Methodology

This analysis of the Twitter discussions surrounding the 2014 European Union (EU) elections employed media research methods that combined Pew Research’s content analysis rules with computer coding software developed by Crimson Hexagon (CH). This report is based on examination of more than 1.2 million tweets that were identified as being about the EU elections during the time period May 1 – 14, 2014.  The primary searches were conducted in three languages: English, French and German.

Crimson Hexagon is a software platform that identifies statistical patterns in words used in online texts. Researchers enter key terms using Boolean search logic so the software can identify relevant material to analyze. Pew Research draws its analysis sample from all public Twitter posts. Then a researcher trains the software to classify documents using examples from those collected posts. Finally, the software classifies the rest of the online content according to the patterns derived during the training. While automated sentiment analysis is not perfect, the Center has conducted numerous tests and determined that Crimson Hexagon’s method of analysis is among the most accurate tools available. Multiple tests suggest that human coders and Crimson Hexagon’s results are in agreement between 75% and 83% of the time. (For a more in-depth explanation on how Crimson Hexagon’s technology works click here)

This analysis contains two parts. The first is an analysis of the sentiment or tone of the conversation on Twitter. The second is an analysis of the most discussed topics surrounding the European elections.

All tweets analyzed in this report were collected between 12 am ET, May 1, 2014 to 12 am ET, May 14, 2014.

Each Boolean search used keywords in three languages–English, French and German – with the exception of that tracking sentiment toward the candidates for the European Commission, which was conducted in English only.

The Boolean searches used for each monitor included a variety of terms relevant to the subject being examined.
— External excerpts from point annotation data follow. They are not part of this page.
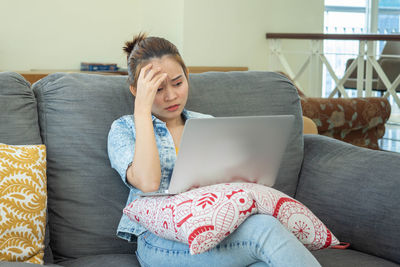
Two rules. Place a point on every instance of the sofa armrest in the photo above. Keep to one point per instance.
(355, 192)
(359, 121)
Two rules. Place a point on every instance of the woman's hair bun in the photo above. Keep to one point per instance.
(130, 45)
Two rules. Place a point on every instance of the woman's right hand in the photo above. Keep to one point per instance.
(149, 81)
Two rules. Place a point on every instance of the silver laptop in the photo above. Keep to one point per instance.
(230, 149)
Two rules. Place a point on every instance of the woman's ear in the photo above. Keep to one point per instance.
(132, 89)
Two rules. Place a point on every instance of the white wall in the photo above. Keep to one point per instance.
(232, 32)
(59, 34)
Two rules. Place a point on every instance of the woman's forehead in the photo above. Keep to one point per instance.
(167, 64)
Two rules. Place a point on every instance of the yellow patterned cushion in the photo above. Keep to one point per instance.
(23, 199)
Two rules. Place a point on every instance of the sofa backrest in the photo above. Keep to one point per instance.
(18, 114)
(86, 196)
(19, 120)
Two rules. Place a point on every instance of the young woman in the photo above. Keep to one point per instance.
(142, 147)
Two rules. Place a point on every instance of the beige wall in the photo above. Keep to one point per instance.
(59, 34)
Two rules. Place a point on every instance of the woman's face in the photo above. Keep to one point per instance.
(172, 94)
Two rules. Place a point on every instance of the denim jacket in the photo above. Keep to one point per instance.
(121, 147)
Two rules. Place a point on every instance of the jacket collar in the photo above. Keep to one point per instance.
(185, 114)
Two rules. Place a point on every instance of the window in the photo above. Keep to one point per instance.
(355, 17)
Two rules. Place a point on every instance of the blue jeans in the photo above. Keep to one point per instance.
(260, 240)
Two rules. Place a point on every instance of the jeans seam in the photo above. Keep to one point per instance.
(142, 263)
(164, 250)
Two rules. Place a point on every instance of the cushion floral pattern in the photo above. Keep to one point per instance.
(358, 121)
(23, 197)
(205, 216)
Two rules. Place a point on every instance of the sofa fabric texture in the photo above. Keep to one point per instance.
(352, 190)
(85, 196)
(356, 201)
(358, 121)
(18, 111)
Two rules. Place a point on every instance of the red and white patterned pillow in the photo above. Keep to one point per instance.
(205, 216)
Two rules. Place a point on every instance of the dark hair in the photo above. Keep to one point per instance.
(142, 49)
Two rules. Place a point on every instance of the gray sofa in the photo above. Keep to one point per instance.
(353, 190)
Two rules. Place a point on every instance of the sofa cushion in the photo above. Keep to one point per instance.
(22, 202)
(355, 192)
(19, 120)
(18, 111)
(253, 93)
(85, 195)
(75, 114)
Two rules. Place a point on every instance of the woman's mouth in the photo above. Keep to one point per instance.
(172, 108)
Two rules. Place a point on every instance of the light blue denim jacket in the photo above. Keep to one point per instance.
(121, 147)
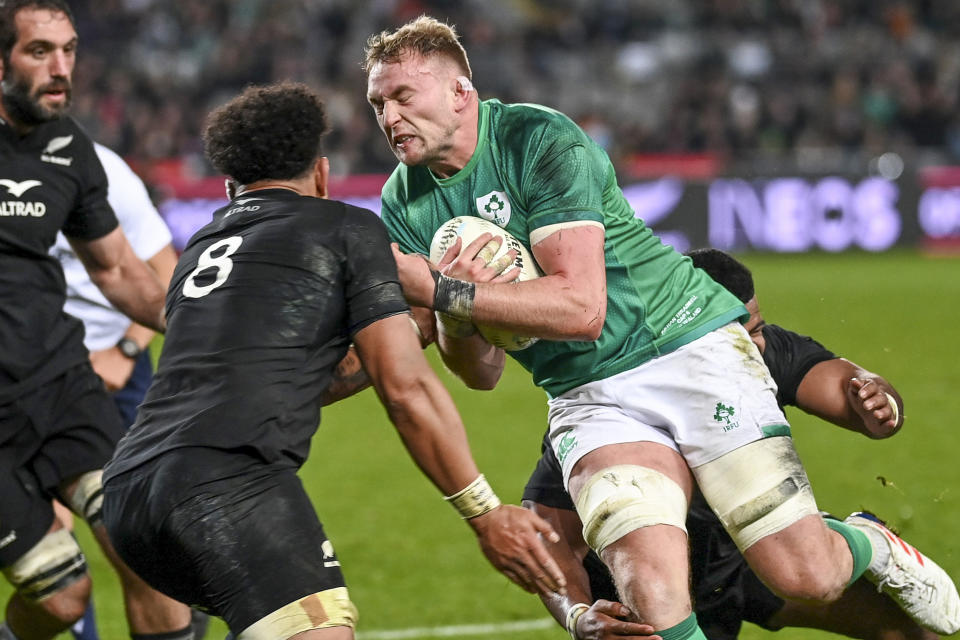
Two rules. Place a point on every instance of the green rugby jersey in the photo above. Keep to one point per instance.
(534, 167)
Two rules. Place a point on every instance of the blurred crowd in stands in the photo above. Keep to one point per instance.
(753, 81)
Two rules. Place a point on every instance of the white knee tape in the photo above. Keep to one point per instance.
(52, 564)
(87, 498)
(330, 608)
(623, 498)
(757, 490)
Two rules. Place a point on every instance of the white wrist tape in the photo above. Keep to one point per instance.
(476, 499)
(573, 614)
(894, 407)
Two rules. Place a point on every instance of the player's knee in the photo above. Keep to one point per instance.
(70, 603)
(86, 499)
(53, 574)
(624, 498)
(757, 490)
(819, 587)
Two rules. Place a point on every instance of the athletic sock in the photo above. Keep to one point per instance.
(686, 630)
(865, 554)
(183, 634)
(86, 627)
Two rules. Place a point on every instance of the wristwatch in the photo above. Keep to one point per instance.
(129, 348)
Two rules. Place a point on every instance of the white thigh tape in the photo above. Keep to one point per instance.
(757, 490)
(623, 498)
(330, 608)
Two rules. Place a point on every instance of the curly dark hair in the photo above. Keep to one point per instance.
(268, 132)
(725, 269)
(8, 25)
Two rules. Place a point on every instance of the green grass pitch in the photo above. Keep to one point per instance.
(410, 562)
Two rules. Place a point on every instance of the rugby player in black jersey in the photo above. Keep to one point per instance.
(202, 497)
(726, 592)
(58, 426)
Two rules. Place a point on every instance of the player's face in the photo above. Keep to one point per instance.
(755, 324)
(37, 81)
(413, 102)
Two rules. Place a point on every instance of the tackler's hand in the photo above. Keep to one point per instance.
(510, 537)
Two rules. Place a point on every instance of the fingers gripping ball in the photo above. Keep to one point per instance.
(468, 228)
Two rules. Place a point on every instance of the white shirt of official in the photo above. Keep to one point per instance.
(147, 233)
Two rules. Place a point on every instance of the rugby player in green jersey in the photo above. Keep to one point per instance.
(653, 383)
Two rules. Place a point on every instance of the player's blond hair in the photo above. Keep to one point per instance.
(425, 36)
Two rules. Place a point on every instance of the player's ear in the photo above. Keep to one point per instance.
(463, 89)
(321, 175)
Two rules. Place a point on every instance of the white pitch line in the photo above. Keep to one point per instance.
(458, 630)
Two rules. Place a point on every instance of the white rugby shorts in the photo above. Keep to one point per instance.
(704, 399)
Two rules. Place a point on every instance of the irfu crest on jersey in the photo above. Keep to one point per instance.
(494, 207)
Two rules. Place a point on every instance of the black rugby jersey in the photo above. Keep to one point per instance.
(50, 180)
(260, 310)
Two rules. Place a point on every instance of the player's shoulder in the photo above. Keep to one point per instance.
(63, 143)
(521, 121)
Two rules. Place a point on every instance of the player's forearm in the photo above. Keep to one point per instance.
(475, 361)
(135, 290)
(349, 378)
(430, 428)
(551, 307)
(140, 334)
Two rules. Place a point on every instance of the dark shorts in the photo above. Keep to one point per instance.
(129, 399)
(64, 428)
(726, 592)
(221, 531)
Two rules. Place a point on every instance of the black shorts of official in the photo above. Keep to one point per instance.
(52, 434)
(221, 531)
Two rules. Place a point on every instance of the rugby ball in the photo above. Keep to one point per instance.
(468, 228)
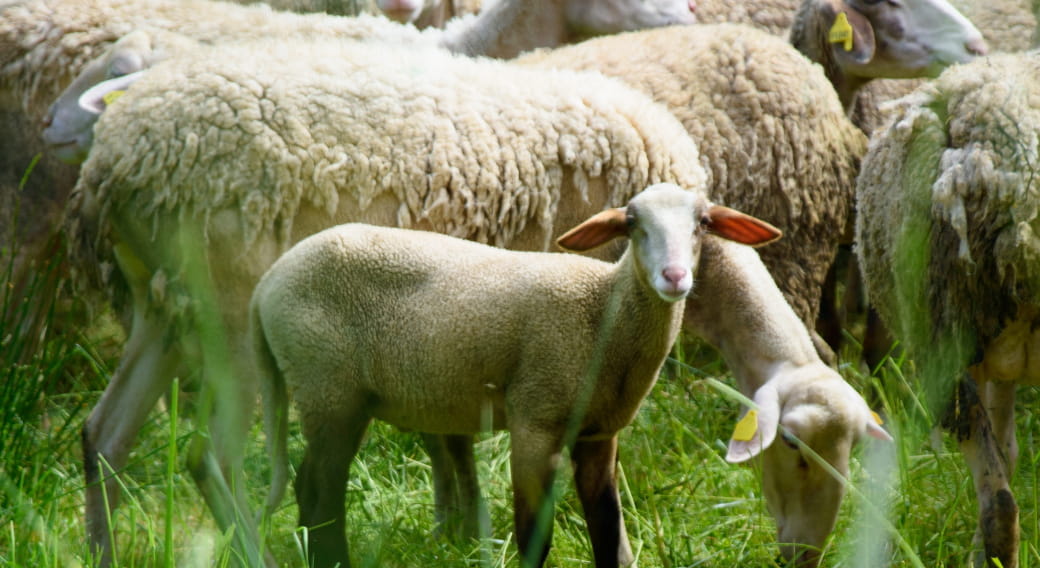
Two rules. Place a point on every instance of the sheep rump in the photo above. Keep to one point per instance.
(964, 149)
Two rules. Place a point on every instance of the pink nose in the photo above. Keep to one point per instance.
(674, 275)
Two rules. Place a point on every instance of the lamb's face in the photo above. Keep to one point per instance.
(69, 125)
(805, 414)
(665, 231)
(603, 17)
(902, 40)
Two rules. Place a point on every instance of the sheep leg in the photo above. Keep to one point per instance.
(996, 535)
(320, 487)
(215, 457)
(596, 479)
(459, 508)
(534, 459)
(146, 371)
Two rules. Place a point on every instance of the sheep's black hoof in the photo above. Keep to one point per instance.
(999, 527)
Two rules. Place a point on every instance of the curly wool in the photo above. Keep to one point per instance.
(771, 131)
(773, 16)
(953, 179)
(474, 149)
(45, 44)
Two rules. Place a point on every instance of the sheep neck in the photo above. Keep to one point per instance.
(635, 332)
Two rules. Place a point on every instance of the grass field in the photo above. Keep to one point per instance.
(911, 504)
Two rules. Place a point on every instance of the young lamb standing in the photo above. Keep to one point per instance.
(321, 133)
(364, 323)
(947, 240)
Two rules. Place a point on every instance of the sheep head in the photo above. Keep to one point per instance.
(812, 410)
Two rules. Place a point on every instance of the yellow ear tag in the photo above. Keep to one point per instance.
(841, 31)
(110, 97)
(746, 429)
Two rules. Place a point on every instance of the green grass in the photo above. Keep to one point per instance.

For example, the search used to identify tweets about the European elections was: (“European Union” OR EU OR “European Elections” OR “European Parliament Elections” OR “European Politics” OR Eurosceptics OR Europhile OR Anti-EU OR Pro-EU OR EUDebate2014 OR EUDebate OR “European Parties” OR Europarty OR (Euro AND Currency) OR (Euro AND Europe) OR EP2014 OR EP14 OR EE2014 OR EUelections2014 OR EU_Commission OR “European Commission” OR EC OR “European Parliament” OR Europarl_EN OR (Europe AND Vote)) AND NOT “eu te amo.”

In the case of the candidates for the European Commission, the Boolean search used to identify the tweets represented varying versions of each candidate’s name. For example: SkaKeller OR FranziskaKeller OR “Ska Keller” OR “Franziska Keller.”

Researchers classified more than 250 tweets in order to “train” these specific Crimson Hexagon monitors. All tweets were put into one of four categories: positive, neutral, negative or off topic. Depending on the search, a tweet was considered positive if it clearly praised a candidate, and considered negative if it was clearly critical. The same applied to sentiment towards the EU.

CH monitors examine the entire Twitter discussion in the aggregate. To do that, the algorithm breaks up all relevant texts into subsections. Rather than the dividing each story, paragraph, sentence or word, CH treats the “assertion” as the unit of measurement. Thus, posts are divided up by the computer algorithm. Consequently, the results are not expressed in percent of newshole or percent of stories. Instead, the results are the percent of assertions out of the entire body of stories identified by the original Boolean search terms. We refer to the entire collection of assertions as the “conversation.”